At a news conference following the central bank’s monthly meeting, Draghi said the bank would consider other “non-standard” measures to rein in the eurozone crisis.
“The Governing Council, within its mandate to maintain price stability over the medium term and in observance of its independence in determining monetary policy, may undertake outright open market operations of a size adequate to reach its objective,” Draghi said after the bank kept eurozone interest rates at a record low 0.75 per cent.
The bank has already spent €210 billion buying bonds under its now dormant Securities Markets Programme, or SMP, since May 2010, with limited impact, but Draghi said the new effort would be different in scope and conditionality.
Any new ECB action was conditional on eurozone governments using their European Financial Stability Facility, or EFSF, and ESM bail out funds first, he said.
“Governments must stand ready to activate the ESM/EFSF in the bond market when exceptional financial market circumstances and risks to financial stability exist,” he said.
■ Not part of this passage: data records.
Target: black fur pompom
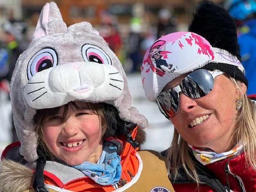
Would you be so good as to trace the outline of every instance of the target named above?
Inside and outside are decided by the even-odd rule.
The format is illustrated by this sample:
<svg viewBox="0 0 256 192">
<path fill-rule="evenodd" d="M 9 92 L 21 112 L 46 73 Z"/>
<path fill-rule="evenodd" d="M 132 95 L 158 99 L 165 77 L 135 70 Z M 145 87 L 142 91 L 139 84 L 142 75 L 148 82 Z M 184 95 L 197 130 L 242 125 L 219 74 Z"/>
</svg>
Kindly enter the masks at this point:
<svg viewBox="0 0 256 192">
<path fill-rule="evenodd" d="M 241 61 L 236 22 L 223 7 L 207 0 L 200 2 L 188 30 L 205 38 L 212 47 L 228 51 Z"/>
</svg>

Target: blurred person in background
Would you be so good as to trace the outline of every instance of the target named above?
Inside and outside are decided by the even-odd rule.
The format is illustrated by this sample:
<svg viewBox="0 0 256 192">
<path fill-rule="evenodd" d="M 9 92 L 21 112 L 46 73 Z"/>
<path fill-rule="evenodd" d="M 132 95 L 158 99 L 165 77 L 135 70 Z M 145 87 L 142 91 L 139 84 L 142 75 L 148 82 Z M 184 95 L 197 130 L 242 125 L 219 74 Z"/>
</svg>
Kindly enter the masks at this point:
<svg viewBox="0 0 256 192">
<path fill-rule="evenodd" d="M 99 32 L 118 58 L 121 57 L 122 42 L 118 28 L 116 18 L 107 11 L 101 13 Z"/>
<path fill-rule="evenodd" d="M 167 9 L 162 9 L 158 14 L 157 38 L 171 33 L 177 31 L 177 18 L 172 17 L 171 12 Z"/>
<path fill-rule="evenodd" d="M 223 7 L 199 3 L 188 31 L 156 41 L 141 70 L 146 96 L 174 126 L 162 153 L 169 178 L 177 192 L 255 191 L 256 102 L 246 93 L 236 23 Z M 156 44 L 169 71 L 149 57 Z"/>
<path fill-rule="evenodd" d="M 16 62 L 20 55 L 28 48 L 29 42 L 26 38 L 27 25 L 22 21 L 10 20 L 4 23 L 2 30 L 4 33 L 4 49 L 7 53 L 8 71 L 4 76 L 1 77 L 0 82 L 5 91 L 9 91 L 9 84 L 11 83 Z M 6 57 L 5 56 L 5 57 Z M 10 97 L 9 97 L 10 99 Z M 12 132 L 13 142 L 18 140 L 12 115 Z"/>
<path fill-rule="evenodd" d="M 229 0 L 226 7 L 236 20 L 242 63 L 249 84 L 247 94 L 256 93 L 256 1 Z"/>
<path fill-rule="evenodd" d="M 138 17 L 132 18 L 130 23 L 130 32 L 128 37 L 127 52 L 128 57 L 132 61 L 130 73 L 140 71 L 143 59 L 141 54 L 141 43 L 144 39 L 141 32 L 141 21 Z"/>
</svg>

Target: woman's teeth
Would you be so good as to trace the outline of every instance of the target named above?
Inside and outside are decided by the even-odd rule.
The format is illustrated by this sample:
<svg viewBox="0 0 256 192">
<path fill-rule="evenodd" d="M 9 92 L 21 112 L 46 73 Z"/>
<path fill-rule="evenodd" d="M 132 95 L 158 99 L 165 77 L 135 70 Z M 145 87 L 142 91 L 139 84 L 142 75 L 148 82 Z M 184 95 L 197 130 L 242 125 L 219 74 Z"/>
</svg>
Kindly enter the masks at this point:
<svg viewBox="0 0 256 192">
<path fill-rule="evenodd" d="M 79 146 L 81 145 L 82 143 L 84 142 L 84 140 L 83 140 L 81 141 L 80 141 L 78 142 L 75 142 L 74 143 L 64 143 L 62 142 L 62 144 L 63 145 L 65 146 L 65 147 L 77 147 L 78 146 Z"/>
<path fill-rule="evenodd" d="M 209 117 L 209 116 L 207 115 L 197 117 L 195 119 L 193 120 L 192 122 L 189 124 L 192 127 L 193 127 L 196 125 L 199 125 L 201 124 L 204 120 L 207 119 Z"/>
</svg>

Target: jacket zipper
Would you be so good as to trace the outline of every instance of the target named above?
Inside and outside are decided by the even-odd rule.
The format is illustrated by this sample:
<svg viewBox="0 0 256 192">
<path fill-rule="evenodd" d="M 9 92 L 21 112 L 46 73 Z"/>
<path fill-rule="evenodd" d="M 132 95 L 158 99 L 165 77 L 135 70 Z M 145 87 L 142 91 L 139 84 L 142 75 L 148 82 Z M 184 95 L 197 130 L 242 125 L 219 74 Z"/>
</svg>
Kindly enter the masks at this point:
<svg viewBox="0 0 256 192">
<path fill-rule="evenodd" d="M 231 171 L 230 170 L 230 168 L 229 168 L 229 166 L 228 165 L 228 164 L 227 165 L 228 172 L 231 175 L 236 178 L 236 179 L 237 179 L 238 180 L 238 181 L 239 181 L 239 184 L 240 185 L 240 186 L 241 187 L 241 189 L 242 189 L 242 191 L 243 191 L 243 192 L 246 192 L 245 188 L 244 187 L 244 183 L 243 182 L 243 181 L 242 180 L 241 178 L 239 176 L 231 172 Z"/>
<path fill-rule="evenodd" d="M 230 192 L 230 186 L 229 186 L 229 183 L 228 182 L 228 161 L 226 164 L 225 167 L 225 172 L 226 174 L 226 188 L 227 191 L 228 192 Z"/>
<path fill-rule="evenodd" d="M 229 182 L 228 182 L 228 174 L 230 174 L 233 177 L 236 178 L 237 180 L 237 181 L 239 183 L 239 185 L 240 186 L 241 190 L 243 192 L 246 192 L 245 188 L 244 187 L 244 183 L 243 182 L 243 181 L 242 180 L 241 178 L 239 177 L 239 176 L 236 175 L 235 175 L 231 172 L 231 171 L 230 170 L 230 168 L 229 168 L 229 165 L 228 164 L 228 161 L 227 164 L 226 164 L 226 166 L 225 167 L 225 172 L 226 172 L 226 180 L 227 181 L 226 188 L 227 190 L 227 191 L 228 192 L 230 192 L 230 186 L 229 185 Z"/>
</svg>

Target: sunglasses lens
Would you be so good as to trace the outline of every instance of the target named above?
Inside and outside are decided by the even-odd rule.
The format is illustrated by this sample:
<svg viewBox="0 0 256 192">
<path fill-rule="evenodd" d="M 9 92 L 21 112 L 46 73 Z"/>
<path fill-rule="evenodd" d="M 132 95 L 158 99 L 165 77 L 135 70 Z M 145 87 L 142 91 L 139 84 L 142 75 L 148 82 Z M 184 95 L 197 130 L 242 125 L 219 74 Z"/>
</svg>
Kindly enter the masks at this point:
<svg viewBox="0 0 256 192">
<path fill-rule="evenodd" d="M 157 104 L 161 111 L 167 117 L 172 117 L 179 108 L 179 92 L 171 89 L 160 93 L 157 97 Z"/>
<path fill-rule="evenodd" d="M 180 84 L 185 94 L 193 98 L 205 96 L 212 89 L 214 79 L 206 69 L 199 69 L 189 74 Z"/>
<path fill-rule="evenodd" d="M 209 93 L 214 85 L 214 79 L 208 71 L 194 71 L 182 80 L 179 86 L 160 93 L 157 97 L 158 107 L 167 117 L 172 117 L 179 109 L 180 91 L 190 97 L 200 98 Z"/>
</svg>

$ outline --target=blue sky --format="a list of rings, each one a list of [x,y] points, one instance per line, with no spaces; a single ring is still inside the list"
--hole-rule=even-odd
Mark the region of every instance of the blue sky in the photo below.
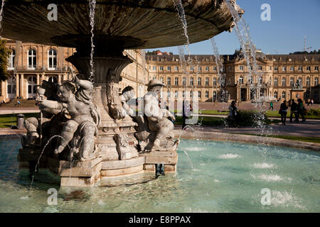
[[[289,54],[303,51],[304,35],[306,48],[320,49],[320,0],[238,0],[237,3],[245,11],[243,18],[249,25],[253,43],[263,52]],[[262,4],[270,5],[270,21],[260,18]],[[240,48],[234,31],[223,32],[215,36],[215,40],[222,55],[233,54]],[[176,47],[156,49],[178,54]],[[189,50],[193,55],[213,54],[208,40],[190,45]]]

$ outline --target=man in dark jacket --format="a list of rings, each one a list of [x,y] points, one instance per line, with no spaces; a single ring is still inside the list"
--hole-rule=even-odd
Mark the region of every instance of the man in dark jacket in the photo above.
[[[291,100],[291,109],[290,109],[290,123],[292,122],[292,116],[294,114],[294,116],[296,118],[296,121],[299,121],[298,120],[298,114],[297,114],[297,104],[294,101],[294,99]]]

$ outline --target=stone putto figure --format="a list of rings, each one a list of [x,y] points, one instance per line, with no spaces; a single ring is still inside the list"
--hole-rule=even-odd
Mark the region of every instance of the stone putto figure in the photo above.
[[[99,109],[92,102],[92,83],[79,79],[63,81],[58,88],[60,101],[41,100],[41,108],[58,110],[68,116],[63,123],[58,147],[54,153],[60,153],[65,148],[70,147],[69,159],[78,154],[80,161],[95,158],[95,136],[97,135],[97,126],[100,117]]]
[[[43,80],[42,85],[37,88],[36,94],[36,100],[37,101],[45,99],[60,101],[57,94],[57,86],[51,82]],[[41,116],[28,118],[24,121],[27,134],[26,136],[22,137],[21,143],[23,148],[40,145],[39,141],[37,140],[39,140],[40,138],[41,127],[42,127],[43,135],[41,135],[43,137],[43,135],[49,135],[50,133],[54,133],[54,130],[56,128],[51,127],[51,121],[60,118],[58,116],[60,111],[43,108],[43,106],[40,106],[40,110],[41,112]]]

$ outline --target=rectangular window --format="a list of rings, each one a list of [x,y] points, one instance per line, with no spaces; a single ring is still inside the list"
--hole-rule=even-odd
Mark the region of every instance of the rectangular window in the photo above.
[[[174,78],[174,85],[178,85],[178,77]]]

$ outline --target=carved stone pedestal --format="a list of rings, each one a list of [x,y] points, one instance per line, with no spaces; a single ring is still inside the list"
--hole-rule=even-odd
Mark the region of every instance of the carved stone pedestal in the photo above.
[[[69,162],[48,157],[48,168],[60,177],[60,186],[92,187],[100,180],[102,158]]]
[[[165,173],[175,173],[178,162],[176,150],[171,151],[152,151],[140,155],[145,157],[144,170],[147,172],[156,173],[156,165],[164,164]]]

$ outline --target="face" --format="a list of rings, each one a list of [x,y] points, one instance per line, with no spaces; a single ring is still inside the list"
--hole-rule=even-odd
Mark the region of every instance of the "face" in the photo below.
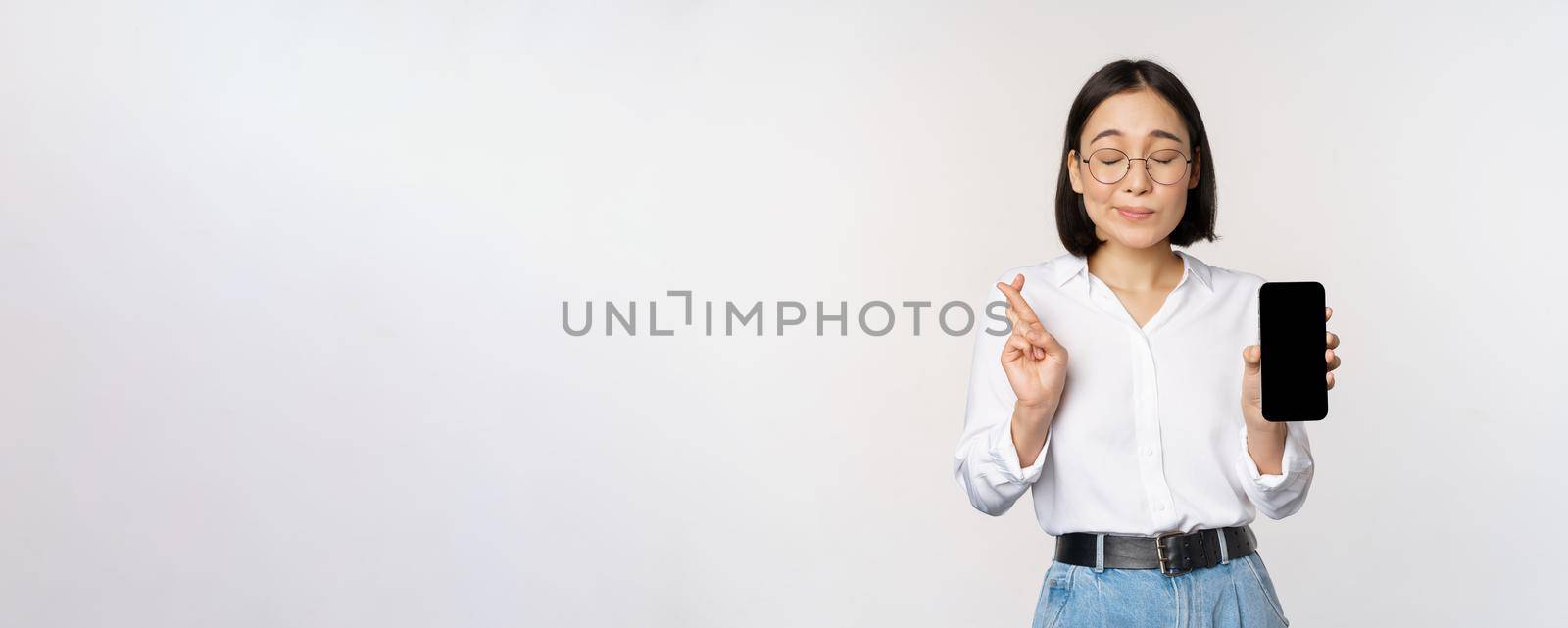
[[[1192,149],[1187,125],[1176,108],[1151,89],[1112,96],[1090,113],[1079,146],[1083,147],[1082,157],[1077,150],[1068,152],[1068,175],[1073,191],[1083,194],[1094,235],[1131,249],[1163,244],[1181,224],[1187,211],[1187,189],[1198,186],[1201,174],[1200,155]],[[1120,182],[1101,183],[1093,177],[1091,166],[1082,161],[1104,147],[1120,149],[1135,160],[1127,163],[1127,174]],[[1192,158],[1190,168],[1179,172],[1174,182],[1173,177],[1156,182],[1145,161],[1137,160],[1162,149],[1176,149]],[[1152,160],[1149,164],[1157,166]]]

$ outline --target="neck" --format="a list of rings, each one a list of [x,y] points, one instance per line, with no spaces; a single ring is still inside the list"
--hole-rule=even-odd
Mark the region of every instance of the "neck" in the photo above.
[[[1107,241],[1088,257],[1088,271],[1116,290],[1160,290],[1181,280],[1181,255],[1170,240],[1146,249],[1129,249]]]

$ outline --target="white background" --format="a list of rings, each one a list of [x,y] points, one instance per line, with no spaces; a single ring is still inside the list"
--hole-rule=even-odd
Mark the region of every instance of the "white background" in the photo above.
[[[0,3],[0,625],[1024,625],[971,338],[560,309],[977,302],[1121,56],[1336,312],[1292,623],[1565,619],[1560,3],[136,5]]]

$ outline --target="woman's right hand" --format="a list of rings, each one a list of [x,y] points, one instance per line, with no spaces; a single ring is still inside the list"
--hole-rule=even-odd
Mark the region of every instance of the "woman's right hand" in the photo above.
[[[1024,276],[1019,274],[1013,283],[996,283],[1007,294],[1007,319],[1013,324],[1013,334],[1002,346],[1002,370],[1007,381],[1018,395],[1018,406],[1035,415],[1036,420],[1049,420],[1055,415],[1062,401],[1062,390],[1068,379],[1068,349],[1057,341],[1046,327],[1040,324],[1040,316],[1024,301]]]

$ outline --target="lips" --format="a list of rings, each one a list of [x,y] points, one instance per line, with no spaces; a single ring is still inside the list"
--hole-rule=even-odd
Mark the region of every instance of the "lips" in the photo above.
[[[1118,207],[1116,213],[1129,221],[1143,221],[1154,215],[1148,207]]]

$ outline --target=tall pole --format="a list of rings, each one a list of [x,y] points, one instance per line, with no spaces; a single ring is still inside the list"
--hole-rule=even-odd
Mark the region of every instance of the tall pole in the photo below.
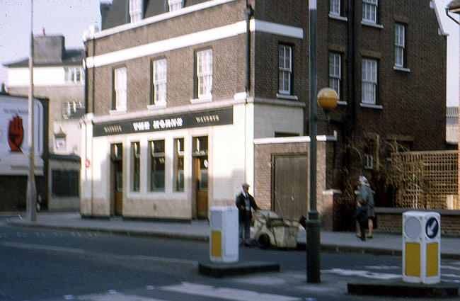
[[[306,282],[321,280],[321,222],[316,210],[316,0],[309,1],[309,124],[310,124],[310,203],[306,222]]]
[[[28,101],[28,142],[29,144],[29,169],[27,176],[27,217],[30,221],[37,220],[37,188],[35,187],[35,122],[33,101],[33,0],[30,0],[30,52],[29,55],[29,83]]]

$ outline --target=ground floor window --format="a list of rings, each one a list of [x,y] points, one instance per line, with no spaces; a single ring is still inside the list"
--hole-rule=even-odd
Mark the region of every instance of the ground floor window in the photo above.
[[[51,171],[52,193],[57,197],[79,197],[78,171],[53,169]]]
[[[150,190],[164,191],[164,140],[150,141]]]

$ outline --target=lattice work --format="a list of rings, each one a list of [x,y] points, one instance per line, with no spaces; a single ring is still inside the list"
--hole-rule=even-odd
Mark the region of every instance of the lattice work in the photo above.
[[[391,154],[396,205],[401,208],[459,210],[458,151]]]

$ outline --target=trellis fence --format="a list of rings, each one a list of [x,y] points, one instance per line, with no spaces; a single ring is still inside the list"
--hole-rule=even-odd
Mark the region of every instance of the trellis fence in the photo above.
[[[395,205],[460,210],[458,166],[458,151],[392,153]]]

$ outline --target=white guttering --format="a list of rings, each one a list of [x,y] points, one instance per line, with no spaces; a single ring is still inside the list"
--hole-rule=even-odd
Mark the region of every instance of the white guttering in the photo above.
[[[298,39],[304,38],[304,30],[301,28],[260,20],[251,20],[250,27],[251,32],[258,31]],[[123,49],[95,57],[88,57],[86,58],[86,67],[93,68],[116,64],[147,55],[234,37],[245,33],[246,30],[246,21],[239,21],[207,30]]]
[[[319,135],[316,136],[316,141],[337,141],[337,132],[334,131],[333,135]],[[254,139],[254,144],[272,144],[280,143],[301,143],[309,142],[309,136],[295,136],[295,137],[280,137],[270,138],[256,138]]]
[[[187,13],[193,13],[195,11],[201,11],[202,9],[209,8],[209,7],[216,6],[221,4],[224,4],[228,2],[232,2],[234,0],[212,0],[203,2],[199,4],[192,5],[191,6],[186,6],[177,11],[169,11],[167,13],[161,13],[160,15],[154,16],[150,18],[142,19],[138,22],[129,23],[112,28],[105,29],[99,32],[93,31],[93,34],[88,34],[87,36],[84,36],[84,42],[93,38],[99,38],[106,37],[108,35],[113,35],[115,33],[122,33],[123,31],[129,30],[132,28],[144,26],[149,24],[153,24],[156,22],[161,22],[164,20],[168,20],[171,18],[177,17],[178,16],[185,15]]]

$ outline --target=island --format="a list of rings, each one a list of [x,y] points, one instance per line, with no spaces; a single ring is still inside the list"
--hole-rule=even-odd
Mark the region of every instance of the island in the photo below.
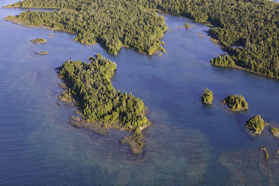
[[[213,93],[209,90],[208,88],[202,93],[202,102],[207,104],[212,104],[212,101],[213,100]]]
[[[256,115],[247,121],[245,126],[255,134],[261,134],[266,125],[266,122],[264,122],[261,116]]]
[[[31,40],[30,42],[34,44],[41,44],[47,42],[47,40],[43,38],[38,38],[36,40]]]
[[[98,54],[89,57],[90,63],[67,61],[57,68],[66,88],[59,100],[76,105],[79,116],[72,117],[72,124],[87,127],[100,134],[110,128],[132,133],[121,142],[127,143],[132,152],[139,154],[144,146],[142,131],[151,125],[146,117],[146,107],[131,93],[116,91],[110,79],[116,64]]]
[[[279,129],[275,127],[271,127],[270,128],[271,134],[273,135],[275,139],[279,139]]]
[[[210,61],[212,65],[216,66],[235,67],[235,63],[228,55],[220,55]]]
[[[40,52],[34,52],[35,54],[37,55],[47,55],[48,54],[47,51],[41,51]]]
[[[213,65],[279,77],[279,3],[271,1],[24,0],[6,6],[10,7],[60,8],[23,12],[8,20],[70,31],[76,34],[75,40],[98,42],[113,54],[122,46],[157,53],[167,27],[156,11],[184,16],[211,25],[209,36],[227,54],[216,57]]]
[[[241,95],[229,95],[222,102],[226,104],[230,111],[239,111],[248,109],[244,97]]]
[[[27,0],[6,7],[61,8],[53,12],[25,11],[9,20],[21,21],[27,26],[74,33],[75,40],[86,45],[98,42],[114,55],[122,47],[148,55],[165,51],[160,40],[167,30],[163,15],[144,8],[137,1]]]
[[[186,22],[183,27],[188,29],[191,28],[191,25],[190,25],[188,22]]]

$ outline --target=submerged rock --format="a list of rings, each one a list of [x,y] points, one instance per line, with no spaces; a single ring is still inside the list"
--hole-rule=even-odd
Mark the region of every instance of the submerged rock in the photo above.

Financial markets seemed underwhelmed by the announcements, with some investors having interpreted Draghi’s comments last week as a sign of imminent rather than future and conditional action.
“It is quite disappointing... There is a lack of any action so he has basically passed the buck back on to politicians,” said Ioan Smith, strategist at Knight Capital.
German bund futures extended gains, a sign of investors seeking safety, and the euro fell by more than one cent to below $1.22 in early afternoon trading.
Draghi was under intense pressure from investors, European leaders and even the United States to deliver on Thursday on his pledge to do whatever it takes to save the euro by bringing high borrowing costs down and salving the debt crisis. His comments in London last Thursday that the ECB would do whatever it takes within its mandate to protect the currency bloc from collapse — “and believe me, it will be enough” — had already eased tensions on the debt markets.
Other countries, especially the United States, have raised pressure on the ECB to act as the two-and-a-half year old eurozone crisis weighs on global growth.
The US Federal Reserve dashed expectations among some investors on Wednesday by taking no immediate new measures to revive the economy.The Fed stopped short of offering new monetary stimulus, though it signalled more strongly that further bond buying could be in store to help a US economic recovery that it said had lost momentum this year.
ECB action, meanwhile, is hamstrung by EU rules forbidding it from financing governments. The ECB issued a legal opinion in March 2011 ruling out perhaps the biggest gun, giving the ESM bailout fund rights to tap the ECB for funds to increase its firepower.